2. Dietary exposure from drinking water. EPA assumes that there is no exposure through drinking water because fluxametamide is not registered for use in the United States. Because residues are not expected in drinking water, dietary risk estimates include exposures from food only.
3. From non-dietary exposure. The term residential exposure is used in this document to refer to nonoccupational, non-dietary exposure e.g., for lawn and garden pest control, indoor pest control, termiticides, and flea and tick control on pets.
Fluxametamide is not being proposed to be registered for any specific use patterns that would result in residential exposure.

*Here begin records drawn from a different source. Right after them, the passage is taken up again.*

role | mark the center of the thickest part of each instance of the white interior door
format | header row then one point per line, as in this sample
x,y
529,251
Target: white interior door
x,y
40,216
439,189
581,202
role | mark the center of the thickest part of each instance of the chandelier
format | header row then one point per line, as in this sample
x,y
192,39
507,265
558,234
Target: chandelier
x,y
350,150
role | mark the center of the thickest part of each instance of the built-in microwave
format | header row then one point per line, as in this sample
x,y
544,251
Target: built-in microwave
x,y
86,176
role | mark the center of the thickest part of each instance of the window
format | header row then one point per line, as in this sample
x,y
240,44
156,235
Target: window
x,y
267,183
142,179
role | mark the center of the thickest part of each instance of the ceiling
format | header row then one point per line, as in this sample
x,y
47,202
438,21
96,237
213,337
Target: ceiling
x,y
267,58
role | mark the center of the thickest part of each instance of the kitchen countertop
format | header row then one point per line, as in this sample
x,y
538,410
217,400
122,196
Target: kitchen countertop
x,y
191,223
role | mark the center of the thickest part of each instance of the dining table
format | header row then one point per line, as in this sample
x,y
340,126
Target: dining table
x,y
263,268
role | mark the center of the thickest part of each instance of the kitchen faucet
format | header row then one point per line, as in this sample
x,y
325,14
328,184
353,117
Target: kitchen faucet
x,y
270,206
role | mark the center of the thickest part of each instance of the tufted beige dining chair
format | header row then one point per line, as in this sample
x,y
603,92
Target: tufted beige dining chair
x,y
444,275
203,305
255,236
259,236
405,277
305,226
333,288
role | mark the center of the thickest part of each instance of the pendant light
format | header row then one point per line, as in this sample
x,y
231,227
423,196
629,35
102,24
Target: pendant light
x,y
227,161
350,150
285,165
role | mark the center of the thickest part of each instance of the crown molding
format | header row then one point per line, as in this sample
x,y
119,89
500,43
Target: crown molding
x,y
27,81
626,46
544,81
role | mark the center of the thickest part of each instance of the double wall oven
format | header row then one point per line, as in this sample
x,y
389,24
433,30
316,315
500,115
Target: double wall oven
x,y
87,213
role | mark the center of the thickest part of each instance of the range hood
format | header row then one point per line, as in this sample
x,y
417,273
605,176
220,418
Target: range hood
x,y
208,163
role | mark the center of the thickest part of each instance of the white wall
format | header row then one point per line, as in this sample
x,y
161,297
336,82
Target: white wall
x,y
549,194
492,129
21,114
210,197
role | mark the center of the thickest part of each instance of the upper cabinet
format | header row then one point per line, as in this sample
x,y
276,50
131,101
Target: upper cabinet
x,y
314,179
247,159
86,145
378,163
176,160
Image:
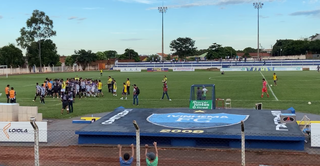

4. Cumulative effects from substances with a common mechanism of toxicity.
Section 408b2Dv of FFDCA
requires that, when considering whether to establish, modify, or revoke a tolerance, the Agency consider available information concerning the cumulative effects of a particular pesticides residues and other substances that have a common mechanism of toxicity.
Unlike other pesticides for which EPA
has followed a cumulative risk approach based on a common mechanism of toxicity, EPA has not made a common mechanism of toxicity finding as to fluxametamide and any other substances and fluxametamide does not appear to produce a toxic metabolite produced by other substances. For the purposes of this action, therefore, EPA
has not assumed that fluxametamide has a common mechanism of toxicity with other substances.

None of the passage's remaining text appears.